The practice of crafting effective prompts to guide LLM behavior toward desired outputs. Includes techniques like few-shot learning and chain-of-thought.

RAG

Retrieval-Augmented Generation - A technique that retrieves relevant context from external data sources (documents, databases) and provides it to the LLM. Improves grounding and reduces hallucinations.

System Prompt

Initial instructions that set the LLM’s behavior, personality, and constraints. Defined in the system_template field of a prompt.

Temperature

A parameter controlling LLM output randomness. Lower values (0.0-0.3) produce more deterministic responses; higher values (0.7-1.0) produce more creative/varied responses.

Token

The basic unit of text processing for LLMs. Roughly 4 characters or 0.75 words in English.
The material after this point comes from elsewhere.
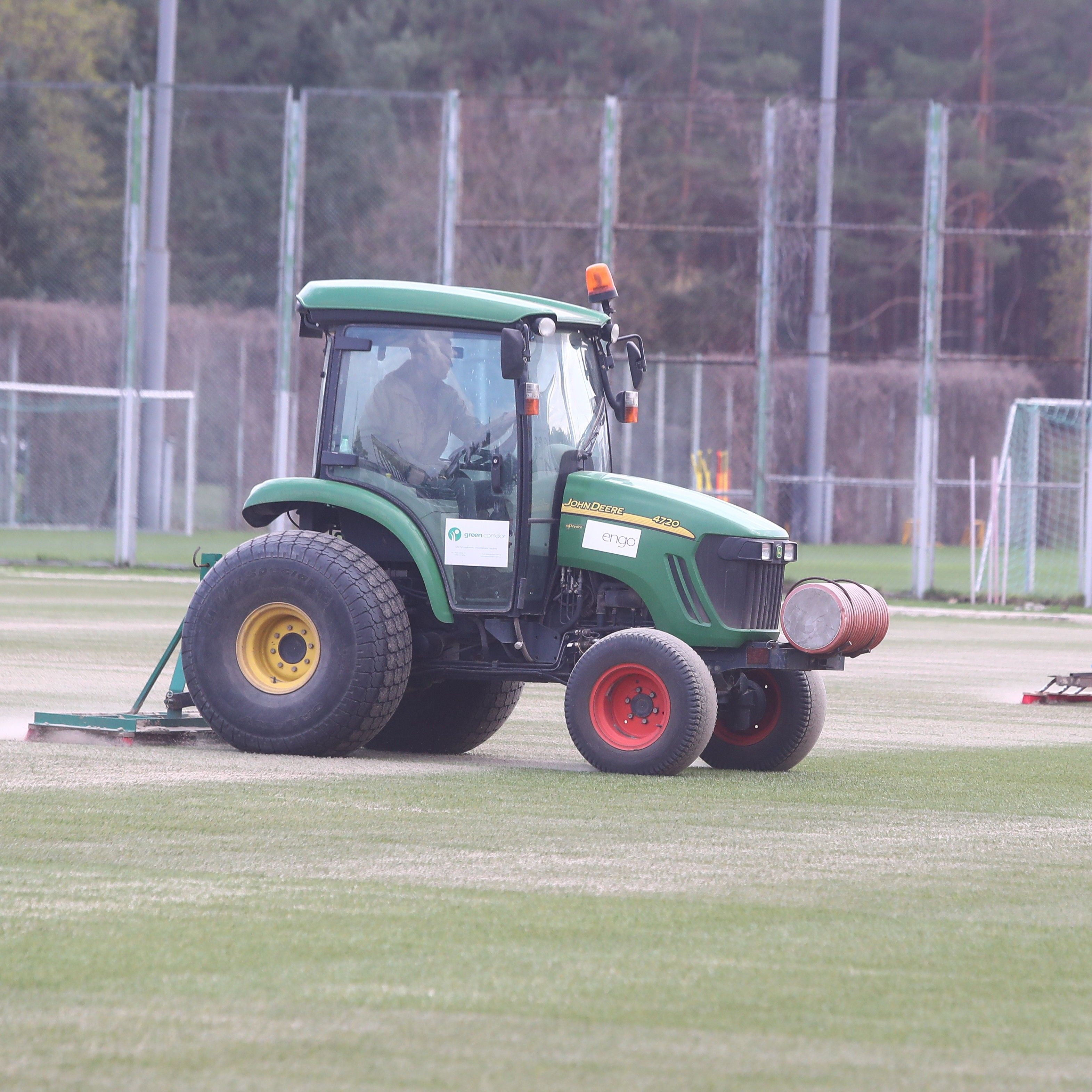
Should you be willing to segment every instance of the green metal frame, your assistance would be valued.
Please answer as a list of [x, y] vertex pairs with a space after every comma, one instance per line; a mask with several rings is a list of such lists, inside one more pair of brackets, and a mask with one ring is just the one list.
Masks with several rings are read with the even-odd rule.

Used to measure context window size and API costs.

Tool

A function that an LLM can call to perform actions or retrieve information. Also known as function calling. Defined in prompt packs and executed by the runtime.

Protocols

HITL

Human-in-the-Loop - A workflow pattern where certain decisions or tool executions require human approval before proceeding. Used for sensitive operations or quality control.

MCP

Model Context Protocol - An open standard for connecting LLMs to external tools and data sources. PromptKit supports MCP for tool integration.

WebSocket

A protocol providing full-duplex communication over a single TCP connection. Used by PromptKit for real-time duplex streaming with Gemini Live API.